Заккес огляделся. Ночной ветер был ласковый и влажный, именно таким он остался в его памяти. Громко стрекотали кузнечики, трещали цикады. В деревьях шумел ветер. Откуда-то издалека донесся собачий лай.
Неожиданно его охватили тревога и одиночество. Обычно редко кто заглядывал на ферму, и Зак хорошо помнил, как все торопились выйти навстречу нежданному гостю. Но никто не вышел его встретить.
Заккес медленно поднялся по шаткому крыльцу, поставил чемодан и уставился на побитую непогодой дверь. Постоял, затем толкнул дверь и вошел в дом, кишевший мухами. Они были повсюду.
Превратившаяся в лохмотья занавеска, разделявшая комнату, была отодвинута, и Заккес сразу увидел мать, лежавшую на кровати с закрытыми глазами. Дышала она тяжело, с хрипом. В такт ее дыханию раздавался храп Натаниэла. Сидя у постели больной, отец уснул, сложив на коленях руки и уронив голову на плечо. Заккес медленно подошел к постели и пристально посмотрел на мать, сердце его болезненно сжалось. Она страшно похудела. Мать всегда была худощавой, но жилистой и крепкой. Теперь кожа на лице стала почти прозрачной, рука, лежавшая поверх одеяла, была невероятно худа и бледна. Все ее изнуренное болезнью тело было покрыто потом. Даже одеяла промокли насквозь.
Мать, казалось, почувствовала его присутствие. Глаза ее раскрылись.
— Зак, — едва слышно прошептали ее губы, — мой сын. — Она медленно протянула к нему дрожащую руку.
— Мама! — Как будто сдавленные рыдания вырвались у Зака. Он встал на колени у кровати, крепко сжимая ее холодную, влажную руку, потом поднес ее к губам.
Она повернула голову на подушке, чтобы лучше видеть сына, запавшие ее глаза горели каким-то горячечным блеском.
— Дай же мне посмотреть на тебя. — Губы больной тронула слабая улыбка. — Ты вырос, сынок.

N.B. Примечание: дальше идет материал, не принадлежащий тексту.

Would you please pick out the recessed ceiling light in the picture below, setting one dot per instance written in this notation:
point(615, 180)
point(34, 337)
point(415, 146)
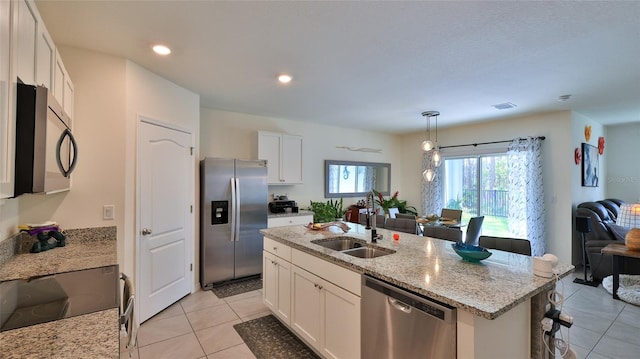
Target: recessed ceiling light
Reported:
point(161, 50)
point(504, 106)
point(284, 78)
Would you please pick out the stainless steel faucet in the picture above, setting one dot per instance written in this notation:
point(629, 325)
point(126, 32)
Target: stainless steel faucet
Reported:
point(371, 215)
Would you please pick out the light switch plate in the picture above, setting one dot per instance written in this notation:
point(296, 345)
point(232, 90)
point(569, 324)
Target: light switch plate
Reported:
point(108, 212)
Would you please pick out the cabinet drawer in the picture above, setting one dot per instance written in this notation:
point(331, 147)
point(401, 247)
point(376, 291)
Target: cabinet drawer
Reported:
point(333, 273)
point(289, 221)
point(281, 250)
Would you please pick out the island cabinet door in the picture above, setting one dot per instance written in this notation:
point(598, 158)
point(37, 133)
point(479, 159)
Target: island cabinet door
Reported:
point(341, 337)
point(306, 308)
point(276, 293)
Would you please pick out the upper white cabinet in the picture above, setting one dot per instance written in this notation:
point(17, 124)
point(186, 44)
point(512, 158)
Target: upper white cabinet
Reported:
point(7, 101)
point(45, 58)
point(284, 157)
point(26, 27)
point(27, 52)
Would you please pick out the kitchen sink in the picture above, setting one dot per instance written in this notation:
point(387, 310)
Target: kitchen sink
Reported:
point(353, 247)
point(368, 252)
point(340, 243)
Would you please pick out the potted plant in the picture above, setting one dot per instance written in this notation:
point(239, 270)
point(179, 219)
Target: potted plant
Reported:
point(327, 212)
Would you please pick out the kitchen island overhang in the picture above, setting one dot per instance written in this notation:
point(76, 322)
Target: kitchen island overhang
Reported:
point(499, 297)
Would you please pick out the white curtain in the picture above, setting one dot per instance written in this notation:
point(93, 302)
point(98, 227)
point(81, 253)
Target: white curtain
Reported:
point(432, 196)
point(526, 193)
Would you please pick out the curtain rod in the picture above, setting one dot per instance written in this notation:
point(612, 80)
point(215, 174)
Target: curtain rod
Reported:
point(487, 143)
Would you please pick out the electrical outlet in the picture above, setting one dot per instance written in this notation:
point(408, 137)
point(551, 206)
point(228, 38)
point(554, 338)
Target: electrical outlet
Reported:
point(108, 212)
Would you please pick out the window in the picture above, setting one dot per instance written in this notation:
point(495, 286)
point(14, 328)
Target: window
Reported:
point(479, 185)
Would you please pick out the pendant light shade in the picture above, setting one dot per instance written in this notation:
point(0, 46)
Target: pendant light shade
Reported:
point(428, 174)
point(427, 145)
point(436, 158)
point(430, 148)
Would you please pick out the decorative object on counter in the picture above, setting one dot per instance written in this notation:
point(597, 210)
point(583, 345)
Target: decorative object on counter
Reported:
point(266, 337)
point(629, 217)
point(431, 148)
point(394, 202)
point(321, 226)
point(600, 145)
point(45, 233)
point(587, 133)
point(589, 165)
point(327, 212)
point(470, 253)
point(577, 156)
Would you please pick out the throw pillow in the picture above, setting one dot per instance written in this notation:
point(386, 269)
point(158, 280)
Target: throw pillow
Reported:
point(618, 232)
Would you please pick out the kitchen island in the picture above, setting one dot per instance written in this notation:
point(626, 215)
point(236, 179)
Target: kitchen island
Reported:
point(499, 300)
point(94, 335)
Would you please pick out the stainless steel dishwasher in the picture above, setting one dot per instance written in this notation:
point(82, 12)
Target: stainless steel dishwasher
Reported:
point(401, 324)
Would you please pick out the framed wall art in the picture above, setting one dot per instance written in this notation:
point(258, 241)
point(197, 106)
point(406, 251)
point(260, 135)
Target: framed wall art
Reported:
point(590, 169)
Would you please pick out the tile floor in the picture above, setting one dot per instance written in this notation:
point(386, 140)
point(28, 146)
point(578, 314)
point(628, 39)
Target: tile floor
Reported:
point(200, 325)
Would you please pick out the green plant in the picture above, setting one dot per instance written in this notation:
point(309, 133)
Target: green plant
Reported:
point(327, 212)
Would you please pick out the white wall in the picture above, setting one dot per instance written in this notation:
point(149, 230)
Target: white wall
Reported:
point(621, 154)
point(156, 98)
point(98, 128)
point(585, 194)
point(557, 159)
point(235, 135)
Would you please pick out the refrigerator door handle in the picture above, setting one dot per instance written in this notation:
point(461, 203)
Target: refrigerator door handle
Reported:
point(234, 211)
point(237, 208)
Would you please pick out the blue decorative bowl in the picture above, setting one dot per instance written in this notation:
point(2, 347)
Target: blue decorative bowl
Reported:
point(470, 253)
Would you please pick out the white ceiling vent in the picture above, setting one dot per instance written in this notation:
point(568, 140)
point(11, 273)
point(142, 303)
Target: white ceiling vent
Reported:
point(504, 106)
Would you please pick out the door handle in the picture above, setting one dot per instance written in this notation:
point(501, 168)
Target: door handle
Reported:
point(399, 305)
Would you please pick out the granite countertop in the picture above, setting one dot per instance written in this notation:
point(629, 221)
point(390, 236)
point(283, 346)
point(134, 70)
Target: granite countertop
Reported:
point(429, 266)
point(302, 212)
point(94, 335)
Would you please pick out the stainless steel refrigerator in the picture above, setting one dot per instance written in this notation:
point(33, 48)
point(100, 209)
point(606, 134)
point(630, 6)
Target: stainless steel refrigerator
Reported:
point(233, 209)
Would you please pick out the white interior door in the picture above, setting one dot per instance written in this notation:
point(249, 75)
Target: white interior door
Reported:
point(165, 231)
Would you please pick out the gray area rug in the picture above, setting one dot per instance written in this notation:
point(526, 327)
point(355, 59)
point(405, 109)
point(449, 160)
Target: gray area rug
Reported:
point(268, 339)
point(227, 290)
point(629, 290)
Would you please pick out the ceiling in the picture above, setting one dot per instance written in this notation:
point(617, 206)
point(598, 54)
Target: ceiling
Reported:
point(376, 65)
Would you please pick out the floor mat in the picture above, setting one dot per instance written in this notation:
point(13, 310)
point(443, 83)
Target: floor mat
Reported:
point(268, 338)
point(629, 290)
point(235, 288)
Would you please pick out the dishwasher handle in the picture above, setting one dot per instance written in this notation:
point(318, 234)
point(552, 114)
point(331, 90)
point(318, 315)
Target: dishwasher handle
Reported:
point(399, 305)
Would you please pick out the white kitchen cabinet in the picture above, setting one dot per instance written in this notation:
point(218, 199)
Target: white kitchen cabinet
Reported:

Господи, а красивый какой стал. Видно, тебе живется там хорошо.
— Мама, я приехал сразу, как только узнал, что ты больна. — Он с удивлением заметил, что перешел на просторечие, на котором говорил в детстве. Как будто хотел убедить мать, что он не изменился, остался прежним ее сыном, что учеба не разделила их.
— Знаю, что ты спешил, сынок, — тяжело вздохнула мать и неожиданно села, зайдясь в кашле. Кашель был глухой, казалось, она никогда не перестанет кашлять. Она отвернулась, поискала тряпку и сплюнула. Затем снова откинулась на подушку и улыбнулась виновато. — Это все из-за болезни, — проговорила она слабым голосом.
— А ты давно заболела, мама?
— Да сразу почти как ты уехал, — тихо сказала она.
— Почему вы мне ничего не сообщили, почему не попросили отца Флэттса написать мне?